“God has waited patiently with me in the midst of my anger and questions, faithful and unchanging. He waits until I’m able to surface for air, waits to help me see glimpses of goodness.”- Aubrey Sampson
“God does not punish those who remonstrate or rise up against him; rather, he gives sustenance to those who hunger and water to those who thirst. . . . The lament of those who suffer is heard by God — even though in desperation their lament is turned against God, even though it is an accusation against God.”- Claus Westermann
Aubrey Sampson concludes Chapter 5 of The Louder Song as she observes that is doesn’t really matter if you:
- hit the wall in lament
- can’t attain enough clarity to react in a super positive way
- lament in a perfect, orderly way
- embarrass yourself
Consequently, Aubrey asserts, you get to feel what you feel. As a result, you feel no pressure to transcend the moment as you lament. Instead, in lament you experience freedom to express yourself honestly with God and yourself about the shaky ground you walk on. Until you feel God’s steady hand holding you. And, neither your identity — nor God’s — has shifted.

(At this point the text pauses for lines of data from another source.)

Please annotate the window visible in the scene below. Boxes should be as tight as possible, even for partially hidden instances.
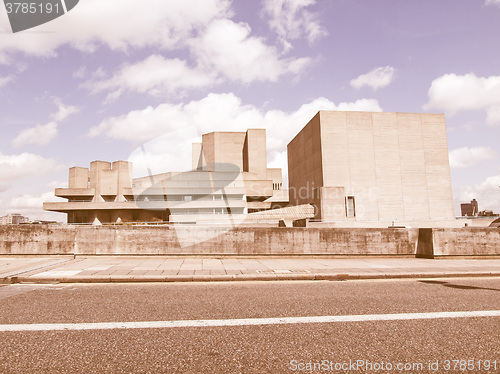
[345,196,356,217]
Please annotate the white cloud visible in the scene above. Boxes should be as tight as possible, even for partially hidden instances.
[263,0,328,50]
[12,97,81,148]
[51,98,81,122]
[484,0,500,6]
[424,73,500,125]
[190,19,312,83]
[2,191,66,221]
[86,55,216,99]
[90,93,382,175]
[453,174,500,213]
[0,153,61,183]
[12,122,57,148]
[450,147,497,169]
[0,0,231,63]
[350,66,396,91]
[0,75,14,87]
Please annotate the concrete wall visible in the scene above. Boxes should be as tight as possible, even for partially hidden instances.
[0,225,418,255]
[0,225,500,258]
[417,228,500,258]
[288,111,454,220]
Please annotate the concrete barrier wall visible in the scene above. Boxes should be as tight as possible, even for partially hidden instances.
[0,225,500,258]
[0,225,418,255]
[432,228,500,257]
[417,227,500,258]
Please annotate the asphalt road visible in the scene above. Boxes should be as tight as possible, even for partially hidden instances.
[0,278,500,373]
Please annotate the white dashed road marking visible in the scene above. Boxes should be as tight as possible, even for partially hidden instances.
[0,310,500,332]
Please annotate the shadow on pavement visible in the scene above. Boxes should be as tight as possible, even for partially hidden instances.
[419,280,500,291]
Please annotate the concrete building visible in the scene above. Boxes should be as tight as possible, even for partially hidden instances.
[288,111,454,222]
[460,199,479,217]
[44,129,288,223]
[0,213,30,225]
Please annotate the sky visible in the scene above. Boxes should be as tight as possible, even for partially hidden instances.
[0,0,500,221]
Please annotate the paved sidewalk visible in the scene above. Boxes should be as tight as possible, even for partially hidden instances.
[0,256,500,283]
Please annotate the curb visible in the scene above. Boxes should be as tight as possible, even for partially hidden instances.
[0,272,500,284]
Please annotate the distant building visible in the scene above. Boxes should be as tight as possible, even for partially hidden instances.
[460,199,479,217]
[43,129,288,223]
[288,111,454,221]
[0,213,29,225]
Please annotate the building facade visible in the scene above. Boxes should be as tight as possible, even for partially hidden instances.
[460,199,479,217]
[0,213,30,225]
[44,129,288,223]
[288,111,454,221]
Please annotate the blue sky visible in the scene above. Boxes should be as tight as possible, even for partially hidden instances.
[0,0,500,220]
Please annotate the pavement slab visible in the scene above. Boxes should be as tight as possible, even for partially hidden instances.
[0,256,500,284]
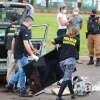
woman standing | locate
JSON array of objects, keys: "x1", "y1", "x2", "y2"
[{"x1": 57, "y1": 6, "x2": 69, "y2": 37}]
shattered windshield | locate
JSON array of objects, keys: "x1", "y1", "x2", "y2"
[{"x1": 0, "y1": 6, "x2": 25, "y2": 22}]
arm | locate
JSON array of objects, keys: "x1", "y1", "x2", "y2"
[
  {"x1": 23, "y1": 40, "x2": 33, "y2": 56},
  {"x1": 59, "y1": 16, "x2": 69, "y2": 26},
  {"x1": 52, "y1": 36, "x2": 63, "y2": 44},
  {"x1": 29, "y1": 41, "x2": 37, "y2": 53}
]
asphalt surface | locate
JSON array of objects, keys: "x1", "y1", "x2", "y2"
[{"x1": 0, "y1": 57, "x2": 100, "y2": 100}]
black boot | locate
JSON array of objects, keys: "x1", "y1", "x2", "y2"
[
  {"x1": 87, "y1": 56, "x2": 94, "y2": 65},
  {"x1": 96, "y1": 58, "x2": 100, "y2": 67}
]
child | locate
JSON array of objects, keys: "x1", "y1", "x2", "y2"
[{"x1": 53, "y1": 27, "x2": 78, "y2": 100}]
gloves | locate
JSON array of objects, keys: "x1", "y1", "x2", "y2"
[{"x1": 31, "y1": 54, "x2": 39, "y2": 62}]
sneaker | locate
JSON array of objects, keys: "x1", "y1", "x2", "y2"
[{"x1": 56, "y1": 97, "x2": 65, "y2": 100}]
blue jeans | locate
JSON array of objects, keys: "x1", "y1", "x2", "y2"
[
  {"x1": 60, "y1": 57, "x2": 76, "y2": 81},
  {"x1": 9, "y1": 56, "x2": 28, "y2": 92}
]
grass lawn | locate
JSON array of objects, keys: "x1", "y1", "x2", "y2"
[{"x1": 33, "y1": 13, "x2": 88, "y2": 56}]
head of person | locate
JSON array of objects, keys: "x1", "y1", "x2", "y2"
[
  {"x1": 59, "y1": 5, "x2": 67, "y2": 14},
  {"x1": 23, "y1": 16, "x2": 33, "y2": 29},
  {"x1": 23, "y1": 0, "x2": 28, "y2": 3},
  {"x1": 72, "y1": 6, "x2": 79, "y2": 15},
  {"x1": 90, "y1": 9, "x2": 96, "y2": 17},
  {"x1": 68, "y1": 27, "x2": 78, "y2": 38}
]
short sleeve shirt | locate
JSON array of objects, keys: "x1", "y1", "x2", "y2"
[
  {"x1": 71, "y1": 15, "x2": 83, "y2": 32},
  {"x1": 57, "y1": 13, "x2": 68, "y2": 29}
]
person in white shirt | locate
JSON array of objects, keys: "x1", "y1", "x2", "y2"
[{"x1": 57, "y1": 6, "x2": 69, "y2": 36}]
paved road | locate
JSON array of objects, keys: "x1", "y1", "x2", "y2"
[{"x1": 0, "y1": 58, "x2": 100, "y2": 100}]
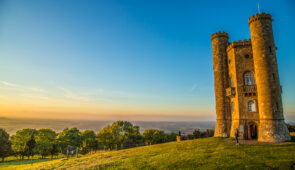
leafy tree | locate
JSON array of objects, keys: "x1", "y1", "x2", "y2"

Finally, Aubrey describes one thing shd’e like to burn onto your hurting heart:
“Even though you suffer from this awful thing — no matter how truly terrible it may be — and even though you may not be able to surface for air right now, God has not changed. He is utterly faithful, and you are utterly loved. . . . . simply and profoundly because you are the object of God’s fixed delight and affection. Even when you hit walls, even at your messiest, you are his beautiful one.”
Today’s question: What emotions do you feel when God waits for you to surface for air? Please share.
Tomorrow’s blog: “Painful circumstances – imprecatory laments”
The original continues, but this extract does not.